Ficava na rua Augusta, 1520, em São Paulo, o Ginásio Caetano de Campos – apelidado de Caetaninho, já que desde 1894 existia a Escola Caetano de Campos, na época ainda no endereço da Praça da República. Ali, um grupo de professores teve a ideia de interromper o ano letivo com um dia de folga. E uma pequena comemoração, em que houvesse o reconhecimento pelo trabalho realizado.
Sugeriram o 15 de outubro, oportunamente equidistante dos períodos de férias escolares e significativamente importante para a educação no Brasil, por causa do decreto imperial de 1827.
Aos poucos, a ideia pegou. Outras escolas começaram a fazer o mesmo. Até que, em 14 de outubro de 1963, o então presidente João Goulart assinou o decreto nº 52.682 e criou o feriado escolar do Dia do Professor no Brasil.
Educação imperial
Mas, afinal, o que era essa tal lei de 1827?

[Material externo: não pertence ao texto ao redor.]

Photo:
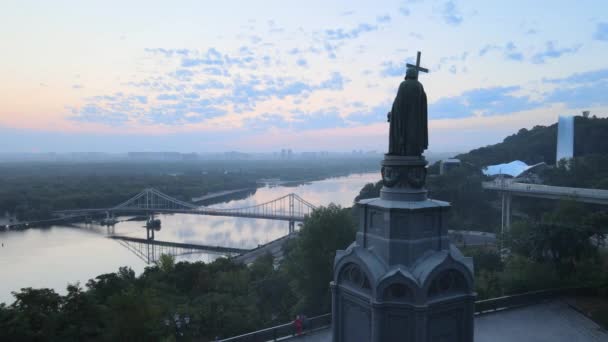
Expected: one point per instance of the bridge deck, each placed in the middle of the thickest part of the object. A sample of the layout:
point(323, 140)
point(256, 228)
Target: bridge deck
point(597, 196)
point(220, 249)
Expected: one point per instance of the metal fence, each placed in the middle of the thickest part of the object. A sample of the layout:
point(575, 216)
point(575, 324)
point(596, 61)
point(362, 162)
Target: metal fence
point(283, 331)
point(287, 331)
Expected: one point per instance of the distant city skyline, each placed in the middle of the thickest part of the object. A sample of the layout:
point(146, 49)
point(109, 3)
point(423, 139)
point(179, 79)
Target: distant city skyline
point(187, 76)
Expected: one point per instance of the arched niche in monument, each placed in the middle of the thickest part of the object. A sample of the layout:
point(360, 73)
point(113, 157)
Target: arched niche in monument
point(398, 288)
point(447, 283)
point(448, 278)
point(354, 277)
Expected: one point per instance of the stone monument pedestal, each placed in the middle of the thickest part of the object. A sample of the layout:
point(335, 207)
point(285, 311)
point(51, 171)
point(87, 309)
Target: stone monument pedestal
point(402, 280)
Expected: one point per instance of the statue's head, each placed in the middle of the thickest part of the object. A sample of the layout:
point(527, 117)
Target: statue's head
point(411, 73)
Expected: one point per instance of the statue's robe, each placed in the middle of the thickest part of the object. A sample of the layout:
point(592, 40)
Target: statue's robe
point(408, 120)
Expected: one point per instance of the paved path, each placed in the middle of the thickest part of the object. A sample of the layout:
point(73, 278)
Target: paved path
point(554, 321)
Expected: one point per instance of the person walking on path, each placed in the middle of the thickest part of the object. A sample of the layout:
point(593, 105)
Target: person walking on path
point(298, 325)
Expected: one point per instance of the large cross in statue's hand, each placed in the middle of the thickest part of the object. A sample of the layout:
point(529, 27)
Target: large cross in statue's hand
point(417, 66)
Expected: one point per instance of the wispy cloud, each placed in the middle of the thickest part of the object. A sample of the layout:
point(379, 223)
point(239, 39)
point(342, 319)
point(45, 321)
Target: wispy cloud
point(344, 34)
point(601, 32)
point(485, 102)
point(383, 19)
point(551, 51)
point(451, 14)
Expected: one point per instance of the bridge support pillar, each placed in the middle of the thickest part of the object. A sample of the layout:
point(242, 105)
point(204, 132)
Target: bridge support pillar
point(506, 213)
point(292, 227)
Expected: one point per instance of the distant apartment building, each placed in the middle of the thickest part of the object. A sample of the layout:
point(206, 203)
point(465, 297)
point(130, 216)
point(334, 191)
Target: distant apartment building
point(565, 138)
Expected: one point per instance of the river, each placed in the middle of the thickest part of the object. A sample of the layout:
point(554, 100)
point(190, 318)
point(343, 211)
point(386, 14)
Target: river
point(55, 256)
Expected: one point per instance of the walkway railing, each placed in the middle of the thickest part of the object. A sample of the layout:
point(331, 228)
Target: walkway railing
point(286, 331)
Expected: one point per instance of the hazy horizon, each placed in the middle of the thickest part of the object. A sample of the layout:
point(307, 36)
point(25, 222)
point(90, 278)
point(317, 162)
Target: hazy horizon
point(257, 76)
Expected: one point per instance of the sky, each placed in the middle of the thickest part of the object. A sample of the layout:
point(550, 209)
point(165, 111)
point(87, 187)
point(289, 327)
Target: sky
point(209, 76)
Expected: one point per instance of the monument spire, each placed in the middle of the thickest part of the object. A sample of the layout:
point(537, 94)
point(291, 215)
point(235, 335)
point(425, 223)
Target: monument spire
point(417, 67)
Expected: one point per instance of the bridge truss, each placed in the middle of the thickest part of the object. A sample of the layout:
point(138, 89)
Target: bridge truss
point(291, 208)
point(149, 251)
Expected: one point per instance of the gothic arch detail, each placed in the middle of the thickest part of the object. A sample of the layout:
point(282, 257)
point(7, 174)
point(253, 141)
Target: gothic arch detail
point(353, 275)
point(448, 282)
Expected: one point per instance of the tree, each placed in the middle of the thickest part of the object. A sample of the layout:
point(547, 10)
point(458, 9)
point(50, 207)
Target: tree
point(309, 263)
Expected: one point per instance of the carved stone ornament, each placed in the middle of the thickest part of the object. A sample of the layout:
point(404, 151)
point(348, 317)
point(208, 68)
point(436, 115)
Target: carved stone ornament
point(413, 176)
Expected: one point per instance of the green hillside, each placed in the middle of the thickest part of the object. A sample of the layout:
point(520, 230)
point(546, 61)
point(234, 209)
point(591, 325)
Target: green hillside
point(539, 144)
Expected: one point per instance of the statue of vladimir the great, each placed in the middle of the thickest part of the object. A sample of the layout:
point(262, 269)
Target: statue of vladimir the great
point(408, 117)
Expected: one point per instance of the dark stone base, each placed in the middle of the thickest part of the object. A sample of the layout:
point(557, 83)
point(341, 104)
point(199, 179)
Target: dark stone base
point(403, 178)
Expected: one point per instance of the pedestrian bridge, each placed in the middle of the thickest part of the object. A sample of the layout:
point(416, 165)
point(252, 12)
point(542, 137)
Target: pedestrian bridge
point(291, 207)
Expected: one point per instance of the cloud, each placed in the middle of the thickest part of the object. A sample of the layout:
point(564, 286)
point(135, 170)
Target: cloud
point(95, 113)
point(335, 82)
point(484, 50)
point(373, 115)
point(342, 34)
point(552, 52)
point(583, 77)
point(167, 97)
point(486, 102)
point(210, 84)
point(168, 52)
point(316, 120)
point(601, 32)
point(511, 53)
point(391, 69)
point(580, 90)
point(141, 99)
point(583, 96)
point(383, 19)
point(302, 62)
point(451, 14)
point(299, 120)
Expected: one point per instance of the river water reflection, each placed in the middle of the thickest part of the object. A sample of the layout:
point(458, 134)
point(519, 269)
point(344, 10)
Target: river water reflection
point(54, 256)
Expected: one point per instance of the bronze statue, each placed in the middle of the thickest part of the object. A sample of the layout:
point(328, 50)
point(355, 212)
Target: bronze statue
point(408, 117)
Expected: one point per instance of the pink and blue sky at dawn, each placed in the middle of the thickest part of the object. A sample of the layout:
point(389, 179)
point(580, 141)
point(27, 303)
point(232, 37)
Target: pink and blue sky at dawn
point(199, 76)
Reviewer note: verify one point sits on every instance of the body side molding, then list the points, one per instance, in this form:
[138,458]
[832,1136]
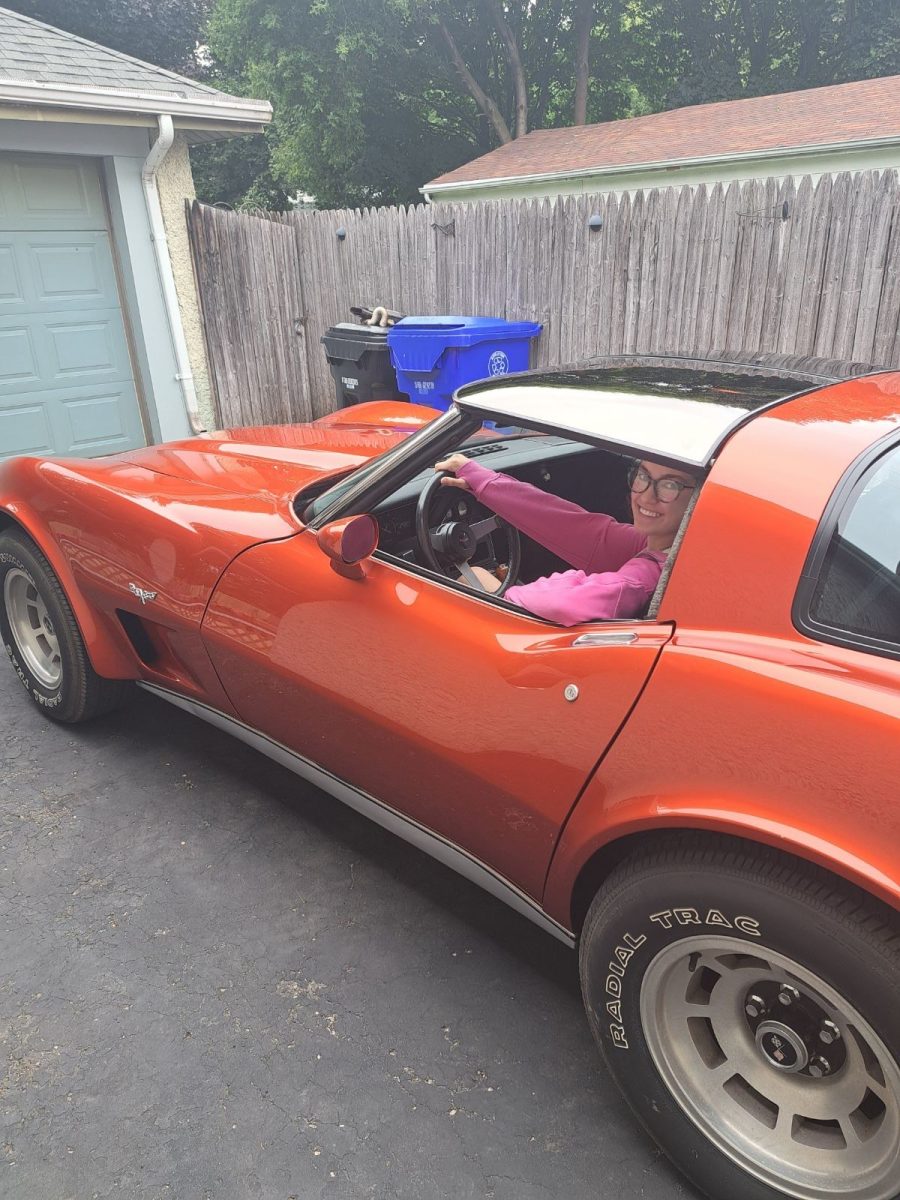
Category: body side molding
[441,849]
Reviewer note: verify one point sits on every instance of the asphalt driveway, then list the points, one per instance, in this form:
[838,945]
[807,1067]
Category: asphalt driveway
[216,982]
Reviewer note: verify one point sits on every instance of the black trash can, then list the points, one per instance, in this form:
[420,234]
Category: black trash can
[360,364]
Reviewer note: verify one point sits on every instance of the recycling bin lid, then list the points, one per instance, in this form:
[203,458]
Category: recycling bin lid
[462,330]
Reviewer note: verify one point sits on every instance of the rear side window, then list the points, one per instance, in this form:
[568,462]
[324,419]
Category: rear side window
[856,595]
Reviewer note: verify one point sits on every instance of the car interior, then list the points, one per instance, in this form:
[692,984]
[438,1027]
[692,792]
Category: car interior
[587,475]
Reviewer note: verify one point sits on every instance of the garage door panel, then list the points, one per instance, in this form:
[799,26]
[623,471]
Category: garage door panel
[89,348]
[12,293]
[77,420]
[18,359]
[47,351]
[72,270]
[25,429]
[96,421]
[66,378]
[46,192]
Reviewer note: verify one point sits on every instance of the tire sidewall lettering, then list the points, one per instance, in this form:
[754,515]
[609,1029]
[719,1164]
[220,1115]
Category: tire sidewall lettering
[41,695]
[643,940]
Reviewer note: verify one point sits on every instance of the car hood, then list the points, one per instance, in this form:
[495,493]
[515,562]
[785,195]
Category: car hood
[282,460]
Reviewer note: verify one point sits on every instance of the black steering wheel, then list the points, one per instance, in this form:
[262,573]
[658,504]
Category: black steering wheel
[453,544]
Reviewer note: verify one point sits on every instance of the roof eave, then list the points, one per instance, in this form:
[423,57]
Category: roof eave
[550,177]
[103,100]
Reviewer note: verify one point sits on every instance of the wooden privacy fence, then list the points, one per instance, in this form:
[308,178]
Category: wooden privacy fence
[791,267]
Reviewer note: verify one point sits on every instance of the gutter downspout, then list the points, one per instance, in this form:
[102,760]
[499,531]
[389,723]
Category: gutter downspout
[163,263]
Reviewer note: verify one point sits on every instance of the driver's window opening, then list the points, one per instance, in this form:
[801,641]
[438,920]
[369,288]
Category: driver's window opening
[568,532]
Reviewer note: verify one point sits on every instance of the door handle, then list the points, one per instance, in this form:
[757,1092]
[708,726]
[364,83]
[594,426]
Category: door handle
[607,637]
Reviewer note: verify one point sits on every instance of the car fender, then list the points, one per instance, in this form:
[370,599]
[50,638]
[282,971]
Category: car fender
[772,741]
[108,651]
[592,847]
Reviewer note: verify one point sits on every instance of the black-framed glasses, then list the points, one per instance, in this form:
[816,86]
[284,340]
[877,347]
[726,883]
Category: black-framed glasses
[665,490]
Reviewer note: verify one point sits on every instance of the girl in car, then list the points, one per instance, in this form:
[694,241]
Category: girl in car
[617,567]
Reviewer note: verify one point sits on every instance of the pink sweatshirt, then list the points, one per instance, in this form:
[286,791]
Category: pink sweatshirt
[616,575]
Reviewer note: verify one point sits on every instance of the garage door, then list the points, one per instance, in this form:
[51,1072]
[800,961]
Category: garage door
[66,383]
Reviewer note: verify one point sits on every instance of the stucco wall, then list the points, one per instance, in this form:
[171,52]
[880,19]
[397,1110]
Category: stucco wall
[175,185]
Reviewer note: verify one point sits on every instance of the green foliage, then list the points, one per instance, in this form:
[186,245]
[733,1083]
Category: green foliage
[363,111]
[237,173]
[369,105]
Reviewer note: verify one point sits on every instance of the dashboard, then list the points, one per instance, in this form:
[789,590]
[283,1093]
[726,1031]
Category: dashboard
[592,478]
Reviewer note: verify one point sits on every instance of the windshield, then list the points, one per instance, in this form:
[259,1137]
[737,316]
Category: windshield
[418,451]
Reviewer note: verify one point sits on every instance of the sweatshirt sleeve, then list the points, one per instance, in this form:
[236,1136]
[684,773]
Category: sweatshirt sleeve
[591,541]
[571,598]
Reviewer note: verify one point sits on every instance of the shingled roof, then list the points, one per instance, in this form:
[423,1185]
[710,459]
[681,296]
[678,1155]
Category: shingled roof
[865,112]
[40,64]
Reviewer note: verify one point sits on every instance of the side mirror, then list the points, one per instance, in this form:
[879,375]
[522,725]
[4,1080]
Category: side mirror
[347,543]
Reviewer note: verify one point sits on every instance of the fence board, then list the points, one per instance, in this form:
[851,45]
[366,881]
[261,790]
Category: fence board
[689,270]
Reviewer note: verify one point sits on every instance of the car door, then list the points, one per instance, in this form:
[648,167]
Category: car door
[480,723]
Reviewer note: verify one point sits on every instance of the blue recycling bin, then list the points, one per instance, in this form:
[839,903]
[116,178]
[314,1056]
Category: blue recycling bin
[435,355]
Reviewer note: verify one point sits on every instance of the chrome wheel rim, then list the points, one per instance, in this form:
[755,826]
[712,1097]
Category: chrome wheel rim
[814,1138]
[33,628]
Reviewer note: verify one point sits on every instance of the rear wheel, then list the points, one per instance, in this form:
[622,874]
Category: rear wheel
[745,1003]
[43,641]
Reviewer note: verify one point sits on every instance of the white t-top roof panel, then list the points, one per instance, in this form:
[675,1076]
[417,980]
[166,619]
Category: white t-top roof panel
[675,412]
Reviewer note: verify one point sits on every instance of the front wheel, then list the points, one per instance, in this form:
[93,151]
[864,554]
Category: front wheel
[745,1005]
[42,639]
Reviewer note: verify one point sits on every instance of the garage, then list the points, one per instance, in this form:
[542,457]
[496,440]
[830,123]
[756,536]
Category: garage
[66,378]
[102,346]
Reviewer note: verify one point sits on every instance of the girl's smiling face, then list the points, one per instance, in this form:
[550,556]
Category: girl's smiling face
[657,519]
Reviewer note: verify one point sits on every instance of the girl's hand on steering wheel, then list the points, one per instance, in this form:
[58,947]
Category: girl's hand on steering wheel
[454,462]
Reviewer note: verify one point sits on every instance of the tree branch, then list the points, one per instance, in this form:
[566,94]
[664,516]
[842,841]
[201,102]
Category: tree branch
[582,27]
[515,61]
[474,89]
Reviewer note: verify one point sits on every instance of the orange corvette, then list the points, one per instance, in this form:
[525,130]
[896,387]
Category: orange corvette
[702,798]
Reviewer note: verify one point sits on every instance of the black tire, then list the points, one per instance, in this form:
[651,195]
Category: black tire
[78,694]
[695,913]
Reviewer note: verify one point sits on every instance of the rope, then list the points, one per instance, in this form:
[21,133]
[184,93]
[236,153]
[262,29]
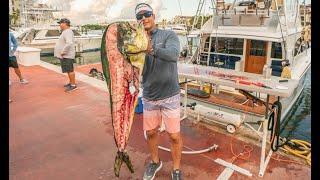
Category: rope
[274,125]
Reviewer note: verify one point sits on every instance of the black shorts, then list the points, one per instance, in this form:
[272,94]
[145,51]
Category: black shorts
[13,62]
[66,65]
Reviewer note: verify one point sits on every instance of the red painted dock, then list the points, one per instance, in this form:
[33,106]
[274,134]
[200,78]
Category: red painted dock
[57,135]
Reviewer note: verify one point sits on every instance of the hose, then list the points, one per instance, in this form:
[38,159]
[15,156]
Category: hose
[214,147]
[299,148]
[274,125]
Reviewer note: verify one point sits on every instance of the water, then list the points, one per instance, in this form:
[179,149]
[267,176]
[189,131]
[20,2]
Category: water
[298,120]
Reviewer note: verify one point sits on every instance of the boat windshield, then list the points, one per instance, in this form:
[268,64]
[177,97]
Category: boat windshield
[55,32]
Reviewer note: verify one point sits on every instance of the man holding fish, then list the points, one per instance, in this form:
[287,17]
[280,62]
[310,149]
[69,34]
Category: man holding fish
[161,91]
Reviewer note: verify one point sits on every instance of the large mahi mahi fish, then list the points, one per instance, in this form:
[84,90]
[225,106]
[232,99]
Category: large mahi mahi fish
[122,57]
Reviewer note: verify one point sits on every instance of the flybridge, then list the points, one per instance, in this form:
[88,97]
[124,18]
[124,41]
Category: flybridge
[238,80]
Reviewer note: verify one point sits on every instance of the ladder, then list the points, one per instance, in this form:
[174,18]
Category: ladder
[196,18]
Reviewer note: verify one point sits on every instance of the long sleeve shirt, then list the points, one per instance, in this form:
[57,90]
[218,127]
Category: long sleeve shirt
[160,73]
[65,45]
[13,44]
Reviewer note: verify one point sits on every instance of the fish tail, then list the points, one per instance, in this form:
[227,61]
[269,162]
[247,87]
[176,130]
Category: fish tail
[126,159]
[120,158]
[117,163]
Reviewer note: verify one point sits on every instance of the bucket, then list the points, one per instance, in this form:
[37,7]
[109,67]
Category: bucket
[139,107]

“A lei foi uma tentativa de organizar a educação no Brasil”, resume o historiador Diego Amaro de Almeida, pesquisador do Centro Salesiano de Pesquisas Regionais. “O imperador acaba propondo um projeto de educação que tinha em sua base a promoção do próprio Brasil. Entretanto, devido ao momento e às condições materiais do país, o cumprimento integral da lei foi algo complicado de ser resolvido.”
Em 17 artigos, o imperador Dom Pedro I (1798-1834) mandou “criar escolas de primeiras letras em todas as cidades, vilas e lugares mais populosos do Império”.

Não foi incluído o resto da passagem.